Volker Gilga geht im nordhessischen Fritzlar an einer toten Kuh vorbei, die er zuvor angeliefert hat.
Bauern in Sachsen-Anhalt bekommen einen Zuschuss, wenn sie verendete Tiere in spezielle Beseitigungsanlagen bringen. Bildrechte: dpa

Verendete Tiere Streit um Förderung für Kadaverbeseitigung

Nicht jedes Nutztier landet beim Schlachter. Manche sterben schon vorher an Krankheiten. Die toten Tiere dürfen dann nicht mehr verarbeitet werden, sondern gehen an Tierkörperbeseitigungsanstalten. Bringt ein Bauer eine verendete Kuh, ein Schwein oder ein Pferd dorthin, erhält er in Sachsen-Anhalt einen Zuschuss. Doch die Grünen im Land wollen diese Förderung abschaffen.
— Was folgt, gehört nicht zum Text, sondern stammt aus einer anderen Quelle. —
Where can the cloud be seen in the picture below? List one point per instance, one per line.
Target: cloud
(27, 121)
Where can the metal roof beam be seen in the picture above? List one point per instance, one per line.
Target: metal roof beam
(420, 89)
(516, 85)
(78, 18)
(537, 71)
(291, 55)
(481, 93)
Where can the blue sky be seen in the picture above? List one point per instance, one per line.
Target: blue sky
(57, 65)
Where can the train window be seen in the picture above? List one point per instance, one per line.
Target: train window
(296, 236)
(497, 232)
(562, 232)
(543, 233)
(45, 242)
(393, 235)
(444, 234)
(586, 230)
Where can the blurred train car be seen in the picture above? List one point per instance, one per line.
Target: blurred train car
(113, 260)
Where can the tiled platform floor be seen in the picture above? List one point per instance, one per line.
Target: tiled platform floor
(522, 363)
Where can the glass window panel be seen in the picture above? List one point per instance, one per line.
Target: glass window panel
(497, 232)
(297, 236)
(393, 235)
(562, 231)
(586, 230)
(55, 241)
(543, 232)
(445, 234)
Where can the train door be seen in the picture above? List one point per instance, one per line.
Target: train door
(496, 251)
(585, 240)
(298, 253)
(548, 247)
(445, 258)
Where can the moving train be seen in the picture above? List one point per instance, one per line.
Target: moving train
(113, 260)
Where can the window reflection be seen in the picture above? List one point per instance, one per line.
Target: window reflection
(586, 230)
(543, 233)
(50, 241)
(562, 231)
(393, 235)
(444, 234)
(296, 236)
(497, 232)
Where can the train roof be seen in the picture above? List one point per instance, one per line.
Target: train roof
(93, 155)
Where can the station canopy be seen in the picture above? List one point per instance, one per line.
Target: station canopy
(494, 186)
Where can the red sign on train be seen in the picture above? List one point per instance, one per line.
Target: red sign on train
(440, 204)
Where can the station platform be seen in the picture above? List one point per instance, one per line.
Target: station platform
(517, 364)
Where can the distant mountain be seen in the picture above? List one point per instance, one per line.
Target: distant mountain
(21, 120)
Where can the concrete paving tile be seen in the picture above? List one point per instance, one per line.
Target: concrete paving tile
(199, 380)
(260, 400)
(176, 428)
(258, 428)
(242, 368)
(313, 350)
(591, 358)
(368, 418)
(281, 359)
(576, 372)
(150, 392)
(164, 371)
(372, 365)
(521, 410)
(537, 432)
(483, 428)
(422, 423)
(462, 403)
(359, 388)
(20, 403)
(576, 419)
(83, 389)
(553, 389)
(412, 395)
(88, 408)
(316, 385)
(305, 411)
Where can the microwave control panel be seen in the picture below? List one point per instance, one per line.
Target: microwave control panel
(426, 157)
Das sorgt erneut für Streit in Sachsen-Anhalts Kenia-Koalition.

von Ralf Geißler, MDR AKTUELL

Volker Gilga geht im nordhessischen Fritzlar an einer toten Kuh vorbei, die er zuvor angeliefert hat.
Bauern in Sachsen-Anhalt bekommen einen Zuschuss, wenn sie verendete Tiere in spezielle Beseitigungsanlagen bringen. Bildrechte: dpa

Abdecker standen viele Jahrhunderte im Ansehen noch unter Huren und Henkern. Sie weideten verendete Tiere aus, verhökerten Haut und Knochen und wurden vom Volk gemieden. Heute ist Tierkörperbeseitigung eine Industrie. Mit modernen Anlagen produziert sie Tiermehl und Tierfett, das als Brennstoff genutzt wird.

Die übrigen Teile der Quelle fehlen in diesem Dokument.